I was trying myself in CUDA and after lots of debugging I finally noticed that there is/are differences in basic operators between host code and CUDA.
Parsing a negative floating Value to an unsigned char results in the char being zero. That is not what happens when writing the same code on the host. I wasted hours trying to debug why my CUDA code returned something different than the same code written on the host.(I do not know how to efficiently debug CUDA apart from cuda-memcheck and printf)
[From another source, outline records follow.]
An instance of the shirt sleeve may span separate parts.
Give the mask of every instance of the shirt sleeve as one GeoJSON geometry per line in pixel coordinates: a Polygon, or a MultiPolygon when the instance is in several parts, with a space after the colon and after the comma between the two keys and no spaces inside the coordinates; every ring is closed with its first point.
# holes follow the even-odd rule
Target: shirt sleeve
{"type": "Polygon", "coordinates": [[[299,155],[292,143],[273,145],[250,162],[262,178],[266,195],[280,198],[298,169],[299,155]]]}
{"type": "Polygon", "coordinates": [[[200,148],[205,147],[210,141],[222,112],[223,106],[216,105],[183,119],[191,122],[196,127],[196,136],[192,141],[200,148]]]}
Are there other things or conventions that are also easy to break and hard to find without knowing what you're looking for and what's the reason for the above differences?
Here is my code I used to test the above behavior:
Makefile:
VCC = nvcc
.PHONY: all clean
all: cudaTest
clean:
rm -f *o
cudaTest: cudaTest.o
$(VCC) -o $@ $^
cudaTest.o: cudaTest.cu
$(VCC) -c $^ `
cudaTest.cu
#include <stdlib.h>
#include <stdio.h>
__global__
void cTests(){
double d = -2;
float f = -2;
int i = -2;
char c = -2;
printf("%u, %u\n",(unsigned char)d, (unsigned char)(char)d);
printf("%u, %u\n",(unsigned char)f, (unsigned char)(char)f);
printf("%u\n",(unsigned char)i);
printf("%u\n”",(unsigned char)c);
}
int main(int argc, char* argv[]){
double d = -2;
float f = -2;
int i = -2;
char c = -2;
printf("CPU:\n");
printf("%u \n",(unsigned char)d);
printf("%u \n",(unsigned char)f);
printf("%u \n",(unsigned char)i);
printf("%u \n",(unsigned char)c);
printf("GPU:\n");
cTests<<<1,1>>>();
cudaDeviceSynchronize();
}
Result: Command: cuda-memcheck ./cudaTest >output.txt
CPU:
254
254
254
254
GPU:
0, 254
0, 254
254
254
”========= CUDA-MEMCHECK
========= ERROR SUMMARY: 0 errors
Also for some reason the ========= CUDA-MEMCHECK line is first in the terminal but at the end in the output.txt file.